この夜が、毎年の楽しみだった。美しい星海の中を駆ける感覚は地を駆けるよりも余程心地良くて、引いているソリの重さすら全くもって気にならない。
正直な話、プレゼントについてはどうでも良いと思っている。私には正直良い子と悪い子の区別など付かないし、そも渡すことに然程意味があるのかとさえ思う。
昔、一度「彼」に尋ねたことがある。
「何故、プレゼントを配るのか」
そう問いかけた時の彼の顔は、今も忘れることができない。
心底不思議そうな――考えたことも無かった、とでも言うかのような顔。「子供の喜ぶ顔が見られるから」などと言う善の塊のような言葉が返ってくることを私は予想していたので、その表情は心の底から意外だった。
「もしや、義務か何かなのか」
ならば別に、辞めてしまっても構わないのでは無いか――そう思って進言すると、彼はそれに笑顔で答えた。
「辞めはしない」
その答えは、今度こそ予想通りだった。
「儂が辞めたら、子供が悲しむ」などと言う、やはり善の塊のような返答。ならば何故先刻は即答しなかったのか、その問い掛けに対しての返答は至極単純なものだった。
「そんなことを、聞かれると思っていなかったから」
彼曰く、私も彼と同じ気持ちでプレゼントを配っていると思っていたらしい。私はその言葉に呆れ、本心を彼に暴露した。

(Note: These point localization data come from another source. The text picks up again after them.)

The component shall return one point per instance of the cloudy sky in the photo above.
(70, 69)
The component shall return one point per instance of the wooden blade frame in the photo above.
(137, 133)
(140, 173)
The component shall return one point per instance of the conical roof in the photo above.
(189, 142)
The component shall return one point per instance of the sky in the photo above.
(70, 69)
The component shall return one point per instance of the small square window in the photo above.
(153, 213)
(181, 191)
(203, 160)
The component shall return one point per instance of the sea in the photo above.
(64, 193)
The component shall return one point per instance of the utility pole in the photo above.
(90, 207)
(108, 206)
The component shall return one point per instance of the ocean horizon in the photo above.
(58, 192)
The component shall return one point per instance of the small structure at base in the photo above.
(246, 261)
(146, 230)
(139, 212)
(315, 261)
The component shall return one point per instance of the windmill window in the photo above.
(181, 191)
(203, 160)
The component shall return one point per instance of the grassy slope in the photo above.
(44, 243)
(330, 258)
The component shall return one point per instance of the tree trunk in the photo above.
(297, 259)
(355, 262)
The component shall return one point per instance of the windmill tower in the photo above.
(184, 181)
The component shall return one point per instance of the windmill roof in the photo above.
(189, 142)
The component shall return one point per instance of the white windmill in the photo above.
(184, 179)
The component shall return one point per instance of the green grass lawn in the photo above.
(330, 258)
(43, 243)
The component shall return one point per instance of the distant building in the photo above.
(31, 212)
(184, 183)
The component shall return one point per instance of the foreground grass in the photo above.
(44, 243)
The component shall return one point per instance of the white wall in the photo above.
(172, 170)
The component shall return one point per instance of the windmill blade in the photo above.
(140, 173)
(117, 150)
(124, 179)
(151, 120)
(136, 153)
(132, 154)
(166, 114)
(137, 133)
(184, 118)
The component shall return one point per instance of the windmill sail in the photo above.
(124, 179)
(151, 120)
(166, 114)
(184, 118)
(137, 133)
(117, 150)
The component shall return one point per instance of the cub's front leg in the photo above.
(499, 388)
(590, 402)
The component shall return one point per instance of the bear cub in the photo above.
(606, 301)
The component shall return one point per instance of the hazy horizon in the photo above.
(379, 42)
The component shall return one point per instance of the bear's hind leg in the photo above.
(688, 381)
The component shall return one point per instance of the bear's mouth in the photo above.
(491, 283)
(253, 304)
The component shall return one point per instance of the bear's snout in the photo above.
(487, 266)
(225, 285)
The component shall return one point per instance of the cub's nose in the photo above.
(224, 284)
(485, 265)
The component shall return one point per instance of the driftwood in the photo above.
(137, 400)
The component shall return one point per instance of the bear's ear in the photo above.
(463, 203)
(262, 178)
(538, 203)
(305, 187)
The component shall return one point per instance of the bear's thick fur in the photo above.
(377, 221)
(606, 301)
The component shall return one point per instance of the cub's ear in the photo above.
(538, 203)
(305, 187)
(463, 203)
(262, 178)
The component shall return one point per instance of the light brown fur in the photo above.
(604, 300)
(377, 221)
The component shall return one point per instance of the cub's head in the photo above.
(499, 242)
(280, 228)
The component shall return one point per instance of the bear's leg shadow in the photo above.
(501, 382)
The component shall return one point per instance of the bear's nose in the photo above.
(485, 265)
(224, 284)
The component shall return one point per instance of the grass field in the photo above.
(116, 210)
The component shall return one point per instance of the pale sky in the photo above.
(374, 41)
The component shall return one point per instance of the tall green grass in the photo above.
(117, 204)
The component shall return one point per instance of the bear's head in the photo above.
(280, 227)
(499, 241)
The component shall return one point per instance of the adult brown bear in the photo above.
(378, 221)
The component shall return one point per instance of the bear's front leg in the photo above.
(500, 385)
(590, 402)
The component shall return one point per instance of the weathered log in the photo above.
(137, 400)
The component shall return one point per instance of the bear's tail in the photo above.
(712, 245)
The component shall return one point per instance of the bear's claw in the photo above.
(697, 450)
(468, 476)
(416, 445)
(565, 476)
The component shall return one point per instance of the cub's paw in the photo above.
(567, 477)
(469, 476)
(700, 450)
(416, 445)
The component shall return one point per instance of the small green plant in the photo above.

私には、人の善悪など分からない。人が喜ぶことの何がそんなに嬉しいのかが分からない。何故なら私は人では無いから――その言葉に、彼は静かにこう返した。
「それでも良いさ」
……その言葉が、どんな意味を孕んでいたかは分からない。だが、恐らくは。私が彼を理解することを諦めたのと同じように、彼も私を理解することを諦めたのだろうとは思う。
――――今年も、クリスマス・イヴの夜を駆ける。
彼とは違う景色を見て、彼とは違う願いを持って――この、美しい星の海を。